Heating my apartment with a plastic tub of hot water

Kragen Javier Sitaker, 2018-06-17 (3 minutes)

My apartment receives hot water from a shared hot-water heater, and taking a hot shower warms up the 100 m³ apartment noticeably. So I filled up a large plastic tub and dragged it into the living room.

This plastic tub is 330 × 300 × 600 mm, more or less, and it’s full of 40° water while it’s 15° outside. This is about 60 kg of water, which has the thermal mass of about 120 kg of air, and about 1500 kilocalories or 6 megajoules. If this tub takes 6 hours to cool off, which seems plausible, it’s heating the apartment at almost 300 watts on average during that time.

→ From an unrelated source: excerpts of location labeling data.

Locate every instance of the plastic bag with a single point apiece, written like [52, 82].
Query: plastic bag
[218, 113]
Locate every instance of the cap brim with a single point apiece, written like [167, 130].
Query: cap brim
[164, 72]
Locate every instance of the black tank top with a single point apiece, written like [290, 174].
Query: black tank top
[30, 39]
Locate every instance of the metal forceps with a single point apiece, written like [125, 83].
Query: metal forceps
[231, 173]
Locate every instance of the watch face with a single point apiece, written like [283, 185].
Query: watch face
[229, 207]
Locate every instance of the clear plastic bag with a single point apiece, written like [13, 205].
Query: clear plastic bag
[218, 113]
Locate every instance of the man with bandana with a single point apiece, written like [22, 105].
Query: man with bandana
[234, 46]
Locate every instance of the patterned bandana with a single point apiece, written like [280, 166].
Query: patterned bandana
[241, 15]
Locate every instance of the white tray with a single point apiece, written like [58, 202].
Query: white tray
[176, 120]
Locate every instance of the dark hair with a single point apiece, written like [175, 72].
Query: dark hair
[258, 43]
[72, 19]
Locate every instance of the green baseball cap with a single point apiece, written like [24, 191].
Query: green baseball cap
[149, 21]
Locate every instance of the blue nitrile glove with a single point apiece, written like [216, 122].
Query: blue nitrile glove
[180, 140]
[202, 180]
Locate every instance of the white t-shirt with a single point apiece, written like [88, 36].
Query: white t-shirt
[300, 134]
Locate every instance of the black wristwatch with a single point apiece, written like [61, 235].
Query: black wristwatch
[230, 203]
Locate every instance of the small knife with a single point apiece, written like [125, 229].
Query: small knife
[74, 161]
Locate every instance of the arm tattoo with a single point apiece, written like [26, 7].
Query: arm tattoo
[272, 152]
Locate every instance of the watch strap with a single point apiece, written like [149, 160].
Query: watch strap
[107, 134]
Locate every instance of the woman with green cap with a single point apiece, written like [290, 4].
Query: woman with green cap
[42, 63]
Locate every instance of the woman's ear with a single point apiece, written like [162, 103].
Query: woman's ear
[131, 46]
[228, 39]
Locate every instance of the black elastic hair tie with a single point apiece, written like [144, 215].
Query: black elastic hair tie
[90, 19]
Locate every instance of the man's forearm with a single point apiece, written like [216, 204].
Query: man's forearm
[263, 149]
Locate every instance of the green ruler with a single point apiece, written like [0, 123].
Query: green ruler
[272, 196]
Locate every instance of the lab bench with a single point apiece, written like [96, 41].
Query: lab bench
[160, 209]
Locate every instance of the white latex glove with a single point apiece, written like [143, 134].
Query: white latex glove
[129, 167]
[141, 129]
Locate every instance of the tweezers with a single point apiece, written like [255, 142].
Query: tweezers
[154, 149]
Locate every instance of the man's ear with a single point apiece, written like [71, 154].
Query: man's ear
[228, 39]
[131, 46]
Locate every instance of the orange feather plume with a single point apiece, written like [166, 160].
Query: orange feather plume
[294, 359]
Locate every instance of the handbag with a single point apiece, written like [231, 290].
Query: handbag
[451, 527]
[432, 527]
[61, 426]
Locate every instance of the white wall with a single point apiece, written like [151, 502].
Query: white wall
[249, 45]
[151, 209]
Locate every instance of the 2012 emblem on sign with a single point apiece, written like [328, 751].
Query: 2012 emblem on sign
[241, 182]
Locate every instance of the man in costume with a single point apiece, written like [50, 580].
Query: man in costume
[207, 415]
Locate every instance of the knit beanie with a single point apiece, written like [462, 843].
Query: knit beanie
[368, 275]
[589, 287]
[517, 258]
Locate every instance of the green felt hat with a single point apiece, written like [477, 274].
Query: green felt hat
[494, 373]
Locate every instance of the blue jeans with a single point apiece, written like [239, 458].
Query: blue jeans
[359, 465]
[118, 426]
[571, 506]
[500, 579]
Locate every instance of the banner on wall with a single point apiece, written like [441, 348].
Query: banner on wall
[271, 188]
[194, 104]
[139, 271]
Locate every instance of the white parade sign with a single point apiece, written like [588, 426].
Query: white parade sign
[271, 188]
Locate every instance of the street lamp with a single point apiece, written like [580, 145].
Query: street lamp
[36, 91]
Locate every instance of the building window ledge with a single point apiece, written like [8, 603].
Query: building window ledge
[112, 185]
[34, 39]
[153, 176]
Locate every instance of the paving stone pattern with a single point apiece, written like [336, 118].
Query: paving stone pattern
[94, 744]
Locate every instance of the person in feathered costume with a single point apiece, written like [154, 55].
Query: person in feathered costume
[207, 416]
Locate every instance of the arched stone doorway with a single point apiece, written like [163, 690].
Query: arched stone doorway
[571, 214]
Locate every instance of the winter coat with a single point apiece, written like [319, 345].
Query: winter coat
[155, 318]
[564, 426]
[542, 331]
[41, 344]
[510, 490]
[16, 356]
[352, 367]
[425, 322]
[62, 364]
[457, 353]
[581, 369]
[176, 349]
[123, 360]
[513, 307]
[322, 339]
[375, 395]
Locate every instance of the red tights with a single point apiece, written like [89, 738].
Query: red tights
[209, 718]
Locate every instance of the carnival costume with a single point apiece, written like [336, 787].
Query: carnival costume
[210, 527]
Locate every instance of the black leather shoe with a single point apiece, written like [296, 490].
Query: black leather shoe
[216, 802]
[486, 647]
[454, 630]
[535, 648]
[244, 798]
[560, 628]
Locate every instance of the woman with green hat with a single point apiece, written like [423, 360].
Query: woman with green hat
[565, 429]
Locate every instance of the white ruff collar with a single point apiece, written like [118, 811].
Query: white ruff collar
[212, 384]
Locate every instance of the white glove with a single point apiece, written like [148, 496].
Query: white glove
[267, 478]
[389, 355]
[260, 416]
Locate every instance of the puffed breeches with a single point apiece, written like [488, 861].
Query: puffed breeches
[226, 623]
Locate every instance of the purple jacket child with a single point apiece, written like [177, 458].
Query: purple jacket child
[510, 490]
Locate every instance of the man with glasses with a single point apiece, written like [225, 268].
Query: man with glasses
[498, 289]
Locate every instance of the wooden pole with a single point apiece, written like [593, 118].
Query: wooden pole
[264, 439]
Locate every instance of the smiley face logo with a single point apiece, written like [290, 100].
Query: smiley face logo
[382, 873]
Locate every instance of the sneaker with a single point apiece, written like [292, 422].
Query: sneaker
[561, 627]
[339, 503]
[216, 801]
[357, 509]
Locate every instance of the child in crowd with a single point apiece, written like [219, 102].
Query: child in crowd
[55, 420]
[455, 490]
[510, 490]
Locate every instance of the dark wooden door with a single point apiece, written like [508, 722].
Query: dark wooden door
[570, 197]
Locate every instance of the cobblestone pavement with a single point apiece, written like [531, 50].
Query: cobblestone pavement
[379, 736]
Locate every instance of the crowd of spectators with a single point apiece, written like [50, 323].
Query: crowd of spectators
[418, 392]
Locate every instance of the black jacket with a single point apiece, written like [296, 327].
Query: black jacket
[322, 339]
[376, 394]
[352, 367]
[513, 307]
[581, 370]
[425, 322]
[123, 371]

To heat the apartment with the hot water supply at the 2000 W or so it really needs, I would need about 19 milliliters per second of water, or about 70 liters per hour, considerably below the shower’s output of some 300 mℓ/s. The hot water flow would need to be intermittent, because the first liter that comes out of the faucet is cold, and the first ten or twenty liters are noticeably below maximum temperature — drawing water continuously at 19mℓ/s would just warm up the pipes in the wall, not the interior of the apartment.

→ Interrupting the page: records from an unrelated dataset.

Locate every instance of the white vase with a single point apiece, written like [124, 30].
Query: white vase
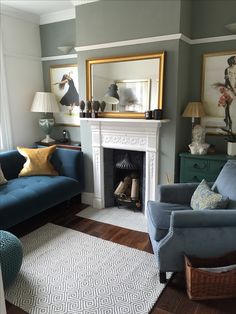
[231, 148]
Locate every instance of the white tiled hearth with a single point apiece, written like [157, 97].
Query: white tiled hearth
[127, 134]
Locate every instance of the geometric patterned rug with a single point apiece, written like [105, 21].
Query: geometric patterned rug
[67, 271]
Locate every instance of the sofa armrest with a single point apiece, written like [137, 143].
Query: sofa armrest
[179, 193]
[11, 163]
[69, 163]
[203, 218]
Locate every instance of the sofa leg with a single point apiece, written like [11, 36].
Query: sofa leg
[162, 277]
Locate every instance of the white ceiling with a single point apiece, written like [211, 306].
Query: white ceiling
[42, 7]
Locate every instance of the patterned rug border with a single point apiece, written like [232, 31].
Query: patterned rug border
[114, 282]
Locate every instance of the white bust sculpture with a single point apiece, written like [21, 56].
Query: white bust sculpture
[198, 145]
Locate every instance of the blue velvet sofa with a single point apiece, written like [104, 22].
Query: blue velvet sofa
[24, 197]
[176, 230]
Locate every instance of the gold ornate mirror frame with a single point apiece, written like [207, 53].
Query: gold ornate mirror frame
[160, 76]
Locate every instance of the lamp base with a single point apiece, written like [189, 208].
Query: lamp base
[46, 124]
[48, 139]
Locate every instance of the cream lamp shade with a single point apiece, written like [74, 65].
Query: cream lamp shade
[194, 110]
[46, 103]
[112, 96]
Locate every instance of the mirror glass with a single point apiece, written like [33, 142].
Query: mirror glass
[138, 80]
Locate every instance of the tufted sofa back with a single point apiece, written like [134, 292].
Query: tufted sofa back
[67, 162]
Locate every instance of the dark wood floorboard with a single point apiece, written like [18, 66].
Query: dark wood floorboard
[173, 299]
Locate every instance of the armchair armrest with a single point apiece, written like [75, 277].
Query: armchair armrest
[203, 218]
[179, 193]
[205, 233]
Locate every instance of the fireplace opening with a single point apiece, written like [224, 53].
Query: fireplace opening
[124, 178]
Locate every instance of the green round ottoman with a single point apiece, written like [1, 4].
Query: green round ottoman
[11, 254]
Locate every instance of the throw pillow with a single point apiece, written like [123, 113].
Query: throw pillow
[3, 180]
[204, 198]
[37, 161]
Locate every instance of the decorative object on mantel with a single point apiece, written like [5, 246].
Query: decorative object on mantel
[157, 114]
[47, 104]
[198, 145]
[82, 107]
[194, 110]
[231, 27]
[102, 106]
[65, 49]
[88, 113]
[95, 108]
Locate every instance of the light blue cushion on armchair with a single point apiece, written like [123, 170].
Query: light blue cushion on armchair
[203, 233]
[225, 183]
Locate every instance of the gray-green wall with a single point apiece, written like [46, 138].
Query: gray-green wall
[110, 21]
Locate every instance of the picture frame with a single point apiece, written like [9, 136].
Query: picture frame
[218, 94]
[65, 86]
[134, 95]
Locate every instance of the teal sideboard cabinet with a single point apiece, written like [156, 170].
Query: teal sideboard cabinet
[194, 168]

Refilling one of two 35-ℓ hot water tanks every half hour would take about 2’ out of every 30’, with the final result being equivalent to a 90-minute shower every day.

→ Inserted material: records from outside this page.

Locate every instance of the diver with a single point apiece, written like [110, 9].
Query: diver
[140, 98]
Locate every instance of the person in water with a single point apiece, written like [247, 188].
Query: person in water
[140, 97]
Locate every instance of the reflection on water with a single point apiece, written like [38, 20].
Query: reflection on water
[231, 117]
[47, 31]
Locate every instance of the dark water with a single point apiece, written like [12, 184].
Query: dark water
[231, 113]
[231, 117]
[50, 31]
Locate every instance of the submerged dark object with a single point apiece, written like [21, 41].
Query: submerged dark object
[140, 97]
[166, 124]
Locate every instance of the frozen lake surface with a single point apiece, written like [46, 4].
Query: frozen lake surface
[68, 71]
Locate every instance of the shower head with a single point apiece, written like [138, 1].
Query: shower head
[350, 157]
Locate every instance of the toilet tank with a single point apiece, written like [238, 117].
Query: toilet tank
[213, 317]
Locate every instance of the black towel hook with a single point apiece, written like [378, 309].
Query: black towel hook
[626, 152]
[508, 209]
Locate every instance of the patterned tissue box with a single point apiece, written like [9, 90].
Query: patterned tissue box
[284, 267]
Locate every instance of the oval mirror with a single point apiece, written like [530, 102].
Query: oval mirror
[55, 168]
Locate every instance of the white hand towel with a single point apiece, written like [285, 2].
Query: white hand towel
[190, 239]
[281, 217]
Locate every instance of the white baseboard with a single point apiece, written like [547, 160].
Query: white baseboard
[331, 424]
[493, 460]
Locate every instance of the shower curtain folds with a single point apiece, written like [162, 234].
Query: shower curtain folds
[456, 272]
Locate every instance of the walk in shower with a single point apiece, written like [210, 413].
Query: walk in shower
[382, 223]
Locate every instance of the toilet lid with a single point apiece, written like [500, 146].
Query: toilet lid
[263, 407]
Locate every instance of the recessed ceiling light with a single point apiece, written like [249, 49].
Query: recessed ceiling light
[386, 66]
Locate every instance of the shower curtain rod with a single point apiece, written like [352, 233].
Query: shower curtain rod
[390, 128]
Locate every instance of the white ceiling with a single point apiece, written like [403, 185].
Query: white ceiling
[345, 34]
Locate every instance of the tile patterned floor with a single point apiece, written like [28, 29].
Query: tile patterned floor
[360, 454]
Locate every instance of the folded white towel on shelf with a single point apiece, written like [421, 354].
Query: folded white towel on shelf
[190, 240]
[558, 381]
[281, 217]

So my shower is heating my house at 300 mℓ/s · 25° · 1 kcal/kg/° · 1 g/cc = 31 kW. That’s pretty respectable, especially given that the electrical service is only 66 amps, 16 kW. Too bad that, in its current form, the shower also raises the humidity uncomfortably high.

The hot-water tanks could take the form of tall cylinders with hot water at the top, cold water at the bottom, and a heat exchanger in between, driven either by thermosiphon action or by an actual pump. At 140 mm diameter and 2.5 m tall, they would hold 38.5 liters and thus 4 MJ of heat at ΔT = 25°. By separating the cold water from the hot water in the same tank, they would avoid the need to have double the tank capacity to separate hot from cold, or to put air into the tanks between emptying and refilling, which can promote rusting.

However, if you just left them uninsulated and didn’t use a heat exchanger, the result could be adequate with a bit more work. Each tank as described would have a surface area of 1.1 m², and at 40°, a black body radiates 545 W/m², so this would be about 600 W of heat emission per tank — counterbalanced by absorbing 430 W from the environment, so only 170 W net. This is about an order of magnitude too low, suggesting that you could get the right result by flattening the tank out to be an order of magnitude thinner and thus wider.